La mobilisation de la classe ouvriere pour obtenir 1500 gourdes comme salaire minimum
Depuis quelques mois, la classe ouvrière liée au secteur de la sous-traitance se mobilise autour d’une revendication fondamentale : 1500 gourdes pour chaque journée de travail. Des syndicalistes comme Dominique St Eloi et autres s’activent en exerçant de fortes pressions sur le gouvernement, les responsables des usines de sous-traitance, le « Conseil Supérieur des Salaires » (CSS), Doyen du Tribunal Spécial du travail, Bro…
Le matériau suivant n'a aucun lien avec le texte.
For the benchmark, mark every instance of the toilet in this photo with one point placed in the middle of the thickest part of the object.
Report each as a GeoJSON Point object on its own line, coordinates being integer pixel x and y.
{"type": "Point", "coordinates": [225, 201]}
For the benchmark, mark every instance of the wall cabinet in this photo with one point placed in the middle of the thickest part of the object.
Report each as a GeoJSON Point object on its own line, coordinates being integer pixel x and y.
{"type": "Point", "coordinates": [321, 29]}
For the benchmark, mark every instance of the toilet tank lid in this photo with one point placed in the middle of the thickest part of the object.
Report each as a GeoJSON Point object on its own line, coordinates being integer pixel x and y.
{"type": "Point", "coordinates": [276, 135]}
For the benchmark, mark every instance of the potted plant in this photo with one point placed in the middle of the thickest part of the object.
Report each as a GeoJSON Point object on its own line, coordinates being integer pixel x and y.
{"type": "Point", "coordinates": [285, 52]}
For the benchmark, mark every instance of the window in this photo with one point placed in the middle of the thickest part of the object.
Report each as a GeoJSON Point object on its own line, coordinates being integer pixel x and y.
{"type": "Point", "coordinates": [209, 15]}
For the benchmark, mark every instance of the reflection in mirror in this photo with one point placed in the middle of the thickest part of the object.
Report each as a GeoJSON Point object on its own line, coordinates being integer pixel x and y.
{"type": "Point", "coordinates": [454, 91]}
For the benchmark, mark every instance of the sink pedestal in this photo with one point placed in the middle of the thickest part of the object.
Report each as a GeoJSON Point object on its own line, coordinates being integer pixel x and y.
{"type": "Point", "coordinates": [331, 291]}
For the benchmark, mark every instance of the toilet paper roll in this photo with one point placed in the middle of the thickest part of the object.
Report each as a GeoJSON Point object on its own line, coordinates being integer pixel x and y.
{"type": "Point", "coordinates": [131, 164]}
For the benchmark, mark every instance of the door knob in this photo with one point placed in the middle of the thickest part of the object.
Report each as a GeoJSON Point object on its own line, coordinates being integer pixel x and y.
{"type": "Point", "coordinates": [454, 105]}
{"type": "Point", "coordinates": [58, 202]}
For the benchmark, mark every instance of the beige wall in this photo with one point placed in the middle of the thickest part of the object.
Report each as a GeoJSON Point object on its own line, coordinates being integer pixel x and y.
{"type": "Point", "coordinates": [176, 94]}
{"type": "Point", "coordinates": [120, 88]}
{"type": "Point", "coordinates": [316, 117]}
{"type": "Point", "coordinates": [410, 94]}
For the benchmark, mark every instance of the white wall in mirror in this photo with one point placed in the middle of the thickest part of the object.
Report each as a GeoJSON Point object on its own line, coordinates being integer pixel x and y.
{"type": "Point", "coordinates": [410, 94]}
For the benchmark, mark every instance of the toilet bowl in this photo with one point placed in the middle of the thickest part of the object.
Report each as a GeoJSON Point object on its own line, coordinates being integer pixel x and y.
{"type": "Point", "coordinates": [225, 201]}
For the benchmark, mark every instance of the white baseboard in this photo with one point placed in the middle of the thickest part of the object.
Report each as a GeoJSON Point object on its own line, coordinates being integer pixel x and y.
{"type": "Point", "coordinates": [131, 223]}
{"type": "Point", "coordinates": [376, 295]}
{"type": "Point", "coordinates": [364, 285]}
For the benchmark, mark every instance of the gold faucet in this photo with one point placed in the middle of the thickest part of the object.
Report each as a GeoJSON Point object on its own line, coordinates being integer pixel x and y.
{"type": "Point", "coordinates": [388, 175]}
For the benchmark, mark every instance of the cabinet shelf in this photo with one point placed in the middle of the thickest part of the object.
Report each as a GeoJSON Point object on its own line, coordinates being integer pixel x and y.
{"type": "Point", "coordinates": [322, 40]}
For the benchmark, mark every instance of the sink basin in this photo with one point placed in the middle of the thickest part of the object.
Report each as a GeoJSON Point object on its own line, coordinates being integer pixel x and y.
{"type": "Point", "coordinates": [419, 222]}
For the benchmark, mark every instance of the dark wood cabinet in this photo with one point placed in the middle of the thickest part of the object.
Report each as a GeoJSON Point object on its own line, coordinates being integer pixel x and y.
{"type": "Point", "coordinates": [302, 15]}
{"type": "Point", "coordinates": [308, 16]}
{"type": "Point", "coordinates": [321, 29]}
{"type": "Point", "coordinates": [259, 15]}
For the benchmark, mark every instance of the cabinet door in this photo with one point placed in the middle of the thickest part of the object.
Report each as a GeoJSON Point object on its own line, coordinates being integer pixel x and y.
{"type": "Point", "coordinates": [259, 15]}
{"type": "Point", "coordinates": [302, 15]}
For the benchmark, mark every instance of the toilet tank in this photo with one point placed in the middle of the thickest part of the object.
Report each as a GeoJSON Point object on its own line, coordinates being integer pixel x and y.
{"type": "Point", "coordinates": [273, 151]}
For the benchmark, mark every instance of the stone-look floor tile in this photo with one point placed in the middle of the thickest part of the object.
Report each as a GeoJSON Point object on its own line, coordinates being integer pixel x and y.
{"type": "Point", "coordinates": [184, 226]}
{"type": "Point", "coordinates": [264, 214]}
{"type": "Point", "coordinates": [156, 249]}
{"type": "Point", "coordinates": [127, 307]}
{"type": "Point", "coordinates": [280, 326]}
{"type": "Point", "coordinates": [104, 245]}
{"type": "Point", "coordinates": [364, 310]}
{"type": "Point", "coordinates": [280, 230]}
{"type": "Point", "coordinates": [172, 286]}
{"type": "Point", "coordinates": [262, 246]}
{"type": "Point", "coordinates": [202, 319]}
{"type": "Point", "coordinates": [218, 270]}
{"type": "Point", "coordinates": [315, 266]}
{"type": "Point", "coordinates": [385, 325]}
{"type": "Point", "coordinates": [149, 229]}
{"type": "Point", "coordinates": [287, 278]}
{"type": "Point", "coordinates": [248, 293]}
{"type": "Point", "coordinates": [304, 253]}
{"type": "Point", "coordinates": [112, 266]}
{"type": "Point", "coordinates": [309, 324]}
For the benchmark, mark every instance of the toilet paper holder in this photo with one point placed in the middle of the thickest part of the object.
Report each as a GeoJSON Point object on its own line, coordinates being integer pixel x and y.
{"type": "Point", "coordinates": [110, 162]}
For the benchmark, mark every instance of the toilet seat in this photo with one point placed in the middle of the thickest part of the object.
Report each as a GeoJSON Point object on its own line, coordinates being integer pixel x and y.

Les syndicats des ouvriers, notamment la « Centrale Syndicale des Ouvriers Haïtiens –CNOHA », et autres organisent des manifestations tous les jours pour supporter leur revendication salariale tout en exigeant aussi de meilleures conditions de travail.
A rappeler que le dernier ajustement de salaire est daté de 2019, quand le président Jovenel Moïse le faisait passer de 420 gourdes à 500 gourdes, soit une augmentation de 80 gourdes. Ce salaire est qualifié de « tuberculose » par le syndicaliste Dominique St. Eloi, ne représente absolument rien face à la cherté de la vie. Un pays qui fait face à une inflation historique qui touche près de 25% pour l’année 2021. Donc, les ouvriers haïtiens vivent dans les pires conditions qu’on puisse imaginer, car les 500 gourdes représentent seulement un tiers de leur dépense journalière.
Le 7 février dernier, le CSS a publié une note dans laquelle il est dit que les dirigeants de l’institution vont faire des propositions au gouvernement haïtien sur une possible augmentation du salaire minimum. Cependant, ils n’ont pas avancé de chiffres.
Les ouvriers eux-mêmes, ne jurent que par leur revendication de 1500 gourdes. Le CNOHA, à travers son dirigeant Dominique St Eloi, a publié un tweet déclarant que : « CNOHA et ses affiliés demandent aux ouvriers de manifester mercredi et jeudi autour de l’ajustement salarial de 1500 gourdes par jour et les accompagnements sociaux. Nous n’écoutons pas les agents du gouvernement, les domestiques des patrons qui nous demandent de se calmer. D’ailleurs, les ouvriers ne reconnaissent pas l’existence de CSS, que Saint-Eloi qualifie de mafia à la solde des patrons ».
Donc, le combat pour l’obtention des 1500 gourdes se poursuit et s’intensifie de jour en jour. La classe ouvrière a une revendication fixe sur laquelle elle est mobilisée et n’entend pas renoncer. Il revient au gouvernement, aux patrons et aux syndicalistes de décider et négocier un ajustement qui favorise tout le monde.